Performance PHP 8.1+ Advanced
debt(d7/e7/b7/t7)
d7 Detectability Operational debt — how invisible misuse is to your safety net

Closest to 'only careful code review or runtime testing' (d7). The detection_hints indicate automated detection is 'no' and the only listed tool is Blackfire (a profiler/performance tool). Blocking I/O inside an async event loop — the primary common mistake — will not be flagged by a linter or compiler; it silently stalls the entire event loop and is only discoverable through profiling under load or careful code review. Blackfire can surface it post-facto but doesn't prevent it at write-time.

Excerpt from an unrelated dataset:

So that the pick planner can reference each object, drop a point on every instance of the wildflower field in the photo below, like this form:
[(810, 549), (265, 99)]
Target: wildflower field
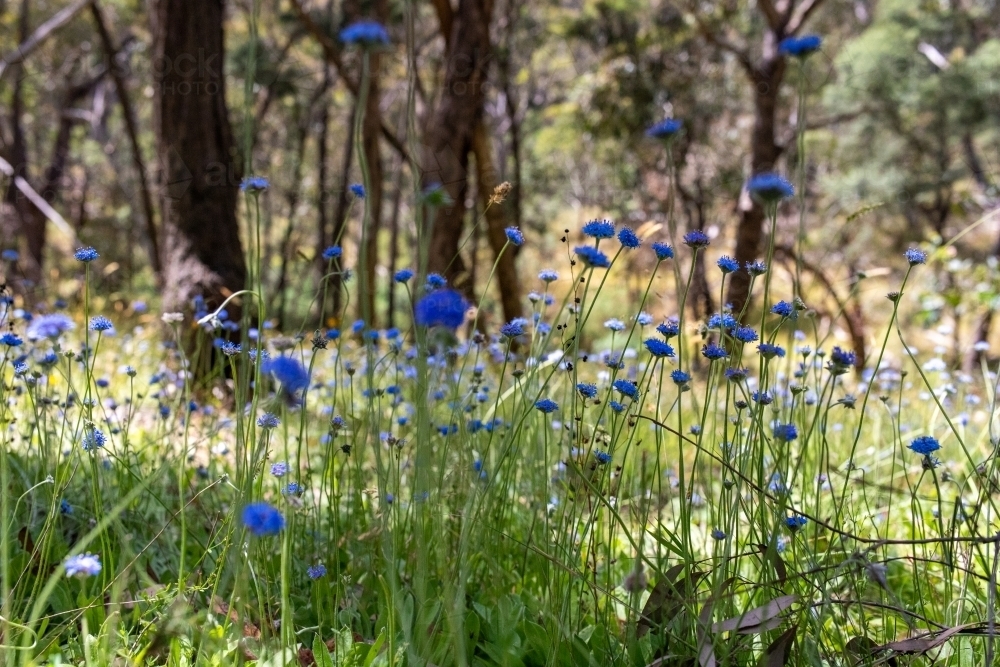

e7 Effort Remediation debt — work required to fix once spotted

Closest to 'cross-cutting refactor across the codebase' (e7). The quick_fix describes choosing between ReactPHP and Amp, but the common_mistakes (blocking I/O, sync PDO in async context) indicate that fixing misuse requires identifying and replacing all synchronous I/O calls and library usages throughout the codebase with async-compatible alternatives. PHP libraries written for synchronous execution 'cannot be used directly without wrappers' per why_it_matters — this is inherently cross-cutting, touching many files and dependencies.

b7 Burden Structural debt — long-term weight of choosing wrong

Closest to 'strong gravitational pull' (b7). The programming model is 'fundamentally different' per why_it_matters, and every I/O operation, library choice, error handling pattern, and database call must be evaluated for async compatibility. The event loop shapes all subsequent code decisions in the service, and applies to cli and queue-worker contexts where it is the architectural backbone. Every future maintainer must understand the async model to work safely in the codebase.

t7 Trap Cognitive debt — how counter-intuitive correct behaviour is

Closest to 'serious trap' (t7). The misconception field explicitly states developers believe 'ReactPHP replaces PHP-FPM for web apps' when it doesn't — it contradicts the intuition that async = better concurrency everywhere. Additionally, the common mistake of using blocking calls (sync PDO, blocking I/O) inside the event loop contradicts how developers accustomed to traditional PHP or Node.js async patterns would expect things to work. The 'obvious' approach of using familiar synchronous PHP libraries breaks the entire event loop silently.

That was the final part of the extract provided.